A Portrait of the (Not So) Typical American Family

Chapter 20

The day finally came. Mary would be driving up from down the hill, bringing the paperwork with her. Pam would be relinquishing her rights before we even left the hospital; this was a new experience for us. We had scheduled for two close friends to witness the presentation and subsequent signing of documents, per Mary’s request. 

“We can always have a couple nurses step into the room, but it is so much nicer with people you know.” We had to choose wisely. It had to be someone we trusted impeccably, as they would be stepping into a very volatile situation – we had to trust that they would not say the wrong thing. It also had to be someone who was available at a moment’s notice, someone who would be able to show up without fail when we called. 

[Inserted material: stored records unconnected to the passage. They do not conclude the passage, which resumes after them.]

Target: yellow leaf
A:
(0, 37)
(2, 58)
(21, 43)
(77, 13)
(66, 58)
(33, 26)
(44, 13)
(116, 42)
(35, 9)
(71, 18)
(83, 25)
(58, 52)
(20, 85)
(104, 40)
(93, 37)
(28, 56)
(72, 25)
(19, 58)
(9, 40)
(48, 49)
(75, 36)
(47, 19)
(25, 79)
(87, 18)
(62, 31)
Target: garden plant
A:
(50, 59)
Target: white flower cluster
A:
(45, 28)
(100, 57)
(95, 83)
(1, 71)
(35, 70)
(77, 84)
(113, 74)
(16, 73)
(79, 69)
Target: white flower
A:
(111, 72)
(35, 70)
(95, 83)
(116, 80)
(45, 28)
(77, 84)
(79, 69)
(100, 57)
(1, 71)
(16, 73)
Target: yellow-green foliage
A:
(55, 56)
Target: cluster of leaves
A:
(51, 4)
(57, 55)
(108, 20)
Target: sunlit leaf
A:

Though it was scary for us to have to make this sort of decision, in the end it was nice to have people we knew. Brad and Tracy agreed to the weighted task, showed up promptly and alleviated concern with their calm demeanors. It was a fresh breeze in our stuffy situation, a break from the crazy I had grown accustomed to. Tracy penned a letter to Pam and gave it to her, with a reassuring hug, before the signing. She had asked for my permission, and while a bit hesitant, I trusted her with my heart. In the end, I figured it could only help.

We had never been a part of the paperwork before. Mary sat and read aloud the document in its entirety, pausing to emphasize key points, and have Pam initial each line as she progressed. Phrases like, “You will not be able to change your mind,” and “All rights to this child will be henceforth terminated” plummeted my mind like battering rams. The decision would be final, binding, and irreversible. At that moment, I could only imagine how Pam must have been feeling.

I could barely breathe as the words of the document droned on and filled the room. I sat in a chair close to the bedside and had only a box of tissue to offer. A pile of snot-filled rags covered Pam’s bed and I wondered if I had brought enough. I stood there, again at a cross-road of hope and intense grief. My heart broke as I sat silently hoping Pam would find the strength to make it through. I wanted more than anything to reach out and comfort her, but also knew this was a path she had to walk alone. 

As I cradled Naomi in my arms, I would not yet allow myself the pleasure of dreaming. This was a somber moment, filled with heartache, leaving not a spot for joy. With each caressing of the pen to paper, I began to wonder if it was even real. It could have been the lack of sleep or the spent emotions, but it seemed allusive. Would she be coming home with us today? No matter how hard my mind tried, I could not emotionally bring myself to step past this moment. My heart hurt, for Pam, for Naomi, for Mary who had walked it so many times before. 

She had brought a stuffed white lamb with her. When she first entered the room, she handed it to Pam. “You should not have to leave with your arms empty.” I know that Mary meant for this gesture to be supportive, but it felt empty in the moment – even to me. I am not sure if bringing nothing would have been a more suitable alternative, but the white lamb seemed to sit and mock the weight of this next step. Pam graciously accepted it and set it to the side, on a ledge near her bed. 

Reality was a heavy burden and we all felt it: Pam most of all. Today she would leave, a sorry white lamb in her arms reminding her of the beautiful little girl that should have been there. I hoped it would suffice, that it would stave the loss just enough to bring us all securely to our vehicles, even if it could not comfort her all the way home. Most of all I secretly hoped it would buy us time to drive away before she changed her mind. Distance might make it easier.

The day I left the hospital was one of the most heart wrenching days I have ever experienced. As much as I feel like I had prepared myself and grieved in advance to a degree, I was overwhelmed with emotion. I sobbed uncontrollably as I signed the adoption paperwork. I didn’t care how crazy I sounded or what other people thought. I bordered on hysterical. 

It sounds clichéd but the pain pierced my heart like a sword. My baby, no longer the baby, wasn’t coming home with me. She was going home with them. What did I get in return? Mary gave me a stuffed lamb so I wouldn’t leave the hospital empty handed. Seriously? I get pushed out in a wheelchair with an idiotic child’s toy and they get to leave the hospital all happy and joyous and sickeningly perfect with MY child. 

Where is the justice? What happened to knowing, truly knowing, I was making the right decision? What happened to the love I had for Renee? What happened to all the pre-grieving I had done? What happened to doing the right thing for the right reason despite how it felt? I’ll tell you what happened; things became real and reality began setting up. Raw emotions, hormones, grief, sorrow, doubt, fear, anger, resentment, jealousy, and embarrassment flooded my entire being.